La solution consistant à déclarer dans tous les cas irrecevable une demande fondée sur une condamnation pénale dont il n'est pas contesté que l'étranger l'a ignorée au motif que celle-ci a été prononcée avant la première décision de la Commission des Recours nous paraîtrait pour tout dire d'une grande rigueur.

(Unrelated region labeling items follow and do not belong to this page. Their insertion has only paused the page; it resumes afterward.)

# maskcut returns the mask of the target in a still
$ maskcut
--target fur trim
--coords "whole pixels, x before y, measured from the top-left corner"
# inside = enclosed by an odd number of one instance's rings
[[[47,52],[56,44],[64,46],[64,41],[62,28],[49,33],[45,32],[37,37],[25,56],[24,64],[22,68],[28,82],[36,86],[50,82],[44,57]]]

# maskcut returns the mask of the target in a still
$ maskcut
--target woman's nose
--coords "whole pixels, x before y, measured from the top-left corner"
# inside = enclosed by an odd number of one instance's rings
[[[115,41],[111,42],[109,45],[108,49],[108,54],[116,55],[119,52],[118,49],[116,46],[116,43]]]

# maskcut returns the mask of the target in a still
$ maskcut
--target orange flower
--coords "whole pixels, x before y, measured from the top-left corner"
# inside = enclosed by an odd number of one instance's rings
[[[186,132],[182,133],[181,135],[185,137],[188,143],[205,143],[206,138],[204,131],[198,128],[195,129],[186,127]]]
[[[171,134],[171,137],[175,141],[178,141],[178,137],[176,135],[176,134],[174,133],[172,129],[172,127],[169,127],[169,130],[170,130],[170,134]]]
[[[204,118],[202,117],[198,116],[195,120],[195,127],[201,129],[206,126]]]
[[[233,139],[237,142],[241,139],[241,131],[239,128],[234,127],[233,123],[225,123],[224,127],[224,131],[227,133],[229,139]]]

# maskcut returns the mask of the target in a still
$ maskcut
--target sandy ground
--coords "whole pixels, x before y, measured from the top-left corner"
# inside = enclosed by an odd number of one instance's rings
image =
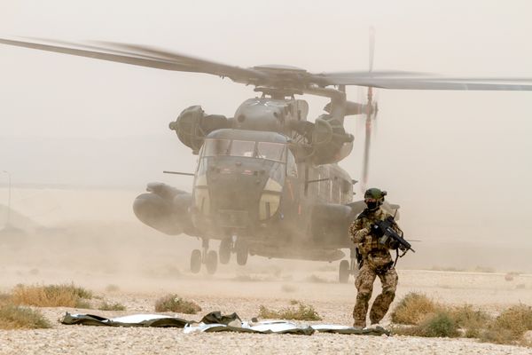
[[[129,196],[126,196],[128,199]],[[94,198],[94,197],[93,197]],[[73,198],[73,201],[77,201]],[[82,200],[87,202],[90,198]],[[129,200],[130,201],[130,200]],[[82,203],[78,202],[78,206]],[[261,304],[280,308],[297,299],[312,304],[323,322],[351,325],[356,289],[336,282],[338,262],[310,263],[252,257],[247,265],[219,265],[215,275],[188,271],[189,256],[200,241],[168,237],[124,216],[96,219],[119,204],[83,204],[85,218],[63,209],[70,218],[45,227],[15,217],[25,226],[20,233],[0,238],[0,292],[19,283],[70,283],[82,286],[108,302],[119,302],[124,312],[68,308],[42,309],[51,329],[0,330],[0,354],[158,354],[158,353],[389,353],[389,354],[532,354],[532,349],[495,345],[469,339],[427,339],[404,336],[358,336],[315,334],[311,336],[246,334],[184,335],[176,328],[108,328],[64,326],[66,312],[113,317],[153,313],[156,299],[169,293],[196,301],[198,315],[177,316],[199,320],[212,311],[236,312],[242,319],[257,315]],[[92,215],[90,215],[92,213]],[[117,212],[118,213],[118,212]],[[69,216],[70,216],[69,215]],[[78,213],[79,215],[79,213]],[[56,216],[57,217],[57,216]],[[101,217],[101,216],[99,216]],[[109,220],[112,220],[111,222]],[[102,222],[103,221],[103,222]],[[217,242],[213,243],[217,249]],[[410,256],[414,257],[414,256]],[[506,256],[511,257],[511,256]],[[449,264],[450,259],[446,261]],[[431,260],[426,268],[442,264]],[[471,304],[497,313],[508,305],[532,304],[532,275],[523,272],[505,280],[501,272],[452,272],[407,270],[399,264],[397,298],[423,292],[446,304]],[[378,285],[378,282],[377,282]],[[375,288],[375,296],[379,287]],[[95,301],[95,302],[98,302]],[[384,325],[389,323],[386,318]]]

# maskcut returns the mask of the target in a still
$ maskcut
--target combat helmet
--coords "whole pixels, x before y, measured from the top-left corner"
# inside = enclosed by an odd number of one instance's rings
[[[364,201],[369,210],[376,210],[384,202],[384,196],[386,195],[386,191],[372,187],[364,193]]]

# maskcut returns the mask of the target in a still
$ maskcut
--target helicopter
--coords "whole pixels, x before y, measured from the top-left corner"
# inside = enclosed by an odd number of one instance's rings
[[[192,251],[194,273],[205,265],[214,274],[218,262],[235,255],[245,265],[250,256],[334,262],[339,280],[357,270],[348,226],[362,212],[353,201],[356,180],[338,162],[353,149],[346,131],[348,116],[365,116],[362,190],[368,181],[372,122],[379,107],[373,88],[398,90],[531,91],[532,79],[441,77],[400,71],[309,73],[284,65],[239,67],[145,45],[98,42],[90,44],[31,39],[0,43],[121,62],[153,68],[229,78],[254,87],[232,117],[207,114],[192,106],[169,123],[178,139],[198,155],[192,192],[150,183],[133,202],[144,224],[169,235],[201,241]],[[368,88],[367,101],[348,100],[346,86]],[[296,96],[325,97],[324,114],[309,121],[309,104]],[[398,217],[399,206],[383,208]],[[220,241],[218,251],[210,241]],[[348,260],[341,249],[348,248]]]

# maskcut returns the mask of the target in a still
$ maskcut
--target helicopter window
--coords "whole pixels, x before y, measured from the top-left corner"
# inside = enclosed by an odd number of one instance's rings
[[[229,154],[229,139],[205,139],[203,156],[216,156]]]
[[[280,143],[259,142],[257,157],[277,162],[284,162],[285,145]]]
[[[254,155],[254,142],[248,140],[233,140],[231,146],[231,156],[247,156],[252,158]]]

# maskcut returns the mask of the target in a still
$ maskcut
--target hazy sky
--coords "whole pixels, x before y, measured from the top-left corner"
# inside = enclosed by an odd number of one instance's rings
[[[127,42],[241,67],[322,72],[366,69],[373,26],[375,70],[532,77],[531,13],[529,1],[0,0],[0,36]],[[196,104],[231,116],[254,96],[228,79],[4,45],[0,64],[0,140],[10,142],[0,146],[0,170],[23,182],[188,184],[160,174],[190,171],[195,161],[168,122]],[[411,233],[532,239],[532,91],[378,91],[371,183],[402,204]],[[351,99],[363,92],[348,90]],[[326,100],[309,102],[312,120]],[[341,163],[354,178],[364,141],[356,121],[347,128],[357,149]],[[150,153],[120,140],[125,148],[106,154],[113,138],[132,136],[148,139]],[[50,138],[59,146],[43,146]],[[113,167],[108,181],[91,180],[102,167]]]

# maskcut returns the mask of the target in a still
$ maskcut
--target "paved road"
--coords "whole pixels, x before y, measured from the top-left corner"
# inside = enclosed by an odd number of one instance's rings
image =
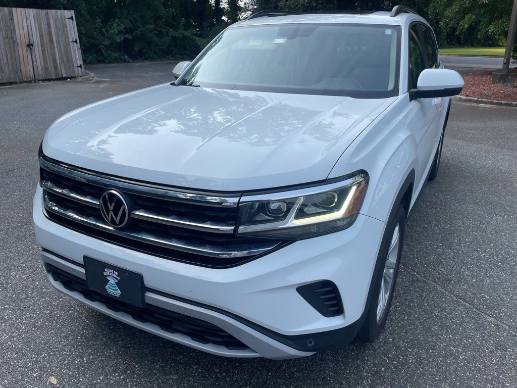
[[[280,362],[220,358],[54,291],[31,223],[43,133],[71,109],[166,81],[171,69],[98,66],[102,80],[0,87],[0,387],[48,388],[51,376],[72,388],[517,386],[517,109],[453,103],[440,175],[409,219],[374,344]]]
[[[478,71],[493,71],[503,66],[503,58],[490,56],[467,56],[466,55],[442,55],[440,58],[444,66],[461,74]],[[511,64],[512,67],[517,65]]]

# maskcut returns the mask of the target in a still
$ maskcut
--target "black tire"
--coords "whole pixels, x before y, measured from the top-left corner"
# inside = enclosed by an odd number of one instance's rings
[[[429,177],[428,181],[434,181],[438,176],[438,170],[440,168],[440,161],[442,160],[442,148],[444,145],[444,136],[445,134],[445,127],[447,126],[447,122],[449,121],[449,112],[450,111],[450,104],[447,108],[447,113],[445,115],[445,120],[444,121],[444,127],[442,128],[442,136],[440,136],[440,142],[438,143],[438,148],[436,150],[436,153],[434,155],[434,160],[433,161],[433,167],[431,168],[429,172]]]
[[[357,338],[363,342],[373,342],[381,335],[384,326],[386,325],[389,314],[390,308],[391,307],[391,301],[393,300],[393,291],[397,283],[397,277],[399,273],[399,267],[400,265],[400,256],[402,251],[402,245],[404,242],[404,232],[406,222],[406,215],[404,207],[399,205],[397,208],[392,219],[388,222],[388,225],[383,236],[381,249],[379,250],[378,256],[377,258],[377,271],[375,272],[376,277],[372,282],[373,290],[370,296],[369,305],[364,321],[357,333]],[[397,260],[393,271],[392,281],[390,285],[390,290],[387,300],[382,304],[385,306],[378,316],[378,307],[379,304],[381,287],[383,283],[383,277],[385,277],[384,269],[386,262],[388,260],[392,238],[396,229],[399,227],[399,244],[397,251]],[[385,279],[386,278],[385,278]]]

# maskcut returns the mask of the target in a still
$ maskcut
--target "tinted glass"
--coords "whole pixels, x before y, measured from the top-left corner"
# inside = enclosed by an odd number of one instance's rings
[[[420,46],[420,41],[417,37],[418,31],[416,25],[409,30],[409,88],[417,87],[418,76],[425,68],[425,63],[423,59],[423,53]]]
[[[436,55],[436,46],[435,43],[434,35],[427,26],[419,24],[420,32],[422,34],[422,48],[425,51],[429,67],[435,69],[438,67],[438,58]]]
[[[236,27],[220,35],[179,83],[382,98],[398,94],[395,26],[290,24]]]

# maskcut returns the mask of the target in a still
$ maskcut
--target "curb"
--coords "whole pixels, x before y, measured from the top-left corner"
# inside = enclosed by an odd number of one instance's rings
[[[485,104],[486,105],[497,105],[499,107],[514,107],[517,108],[517,102],[510,101],[496,101],[495,100],[485,100],[483,98],[475,98],[474,97],[466,97],[463,96],[453,96],[452,99],[462,101],[464,102],[472,102],[476,104]]]

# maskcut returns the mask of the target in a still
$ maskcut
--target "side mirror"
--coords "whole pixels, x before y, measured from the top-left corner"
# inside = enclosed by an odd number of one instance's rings
[[[172,70],[172,74],[178,78],[181,75],[181,73],[185,71],[185,69],[189,67],[191,62],[188,61],[184,61],[182,62],[180,62],[175,66],[174,66],[174,70]]]
[[[418,77],[417,88],[409,91],[409,100],[455,96],[464,85],[461,76],[453,70],[425,69]]]

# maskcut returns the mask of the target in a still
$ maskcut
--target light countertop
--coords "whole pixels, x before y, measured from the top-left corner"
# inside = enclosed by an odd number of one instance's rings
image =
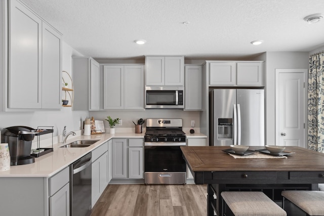
[[[79,140],[99,140],[85,148],[60,148],[65,145],[59,143],[53,145],[53,151],[35,158],[35,162],[29,164],[11,166],[10,169],[0,171],[0,177],[50,177],[69,166],[82,156],[98,148],[112,138],[144,138],[144,134],[123,133],[114,134],[100,134],[90,136],[70,136],[67,143]],[[204,138],[202,134],[187,134],[188,139]]]

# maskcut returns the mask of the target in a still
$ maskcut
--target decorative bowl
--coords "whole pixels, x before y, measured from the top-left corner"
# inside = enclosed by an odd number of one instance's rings
[[[265,148],[271,153],[278,153],[282,152],[285,149],[285,146],[266,145]]]
[[[231,149],[235,152],[245,152],[249,149],[249,146],[231,145]]]

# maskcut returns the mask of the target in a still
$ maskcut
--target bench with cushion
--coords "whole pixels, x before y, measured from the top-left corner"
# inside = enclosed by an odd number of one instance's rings
[[[221,196],[235,216],[287,215],[282,208],[261,191],[223,191]],[[224,203],[222,205],[224,208]]]
[[[324,215],[324,191],[283,191],[281,196],[284,204],[286,198],[308,215]]]

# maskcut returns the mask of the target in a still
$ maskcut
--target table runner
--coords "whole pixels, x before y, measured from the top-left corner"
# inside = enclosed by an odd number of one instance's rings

Nous vous proposons d'infléchir votre jurisprudence résultant de la rédaction de la décision Kammunah précitée en permettant un nouvel examen de la demande du candidat réfugié non seulement serait fondée sur des faits intervenus postérieurement à la première dérision juridictionnelle mais également sur des faits antérieurs à cette décision mais dont il est établi que l'intéressé n'a pas eu connaissance plus tôt.

Si vous nous suivez vous censurerez la décision de la commission des recours pour avoir fait une fausse application des dispositions de la loi du 25 juillet 1952 en refusant d'examiner le bien fondé de la nouvelle demande de Mme GAL et en se bornant à la rejeter comme irrecevable.

Vous n'auriez pas alors à statuer sur l'autre moyen invoqué salon lequel Mme GAL ayant donné naissance à une fille en juin 1990, la refus de lui accorder la statut de réfugié aurait de graves conséquences familiales qui, au demeurant est inopérant.

PCMNC à l'annulation de la décision de la commission des recours des réfugiés en date du 8 octobre 1990 et au renvoi de l'affaire devant la Commission des Recours.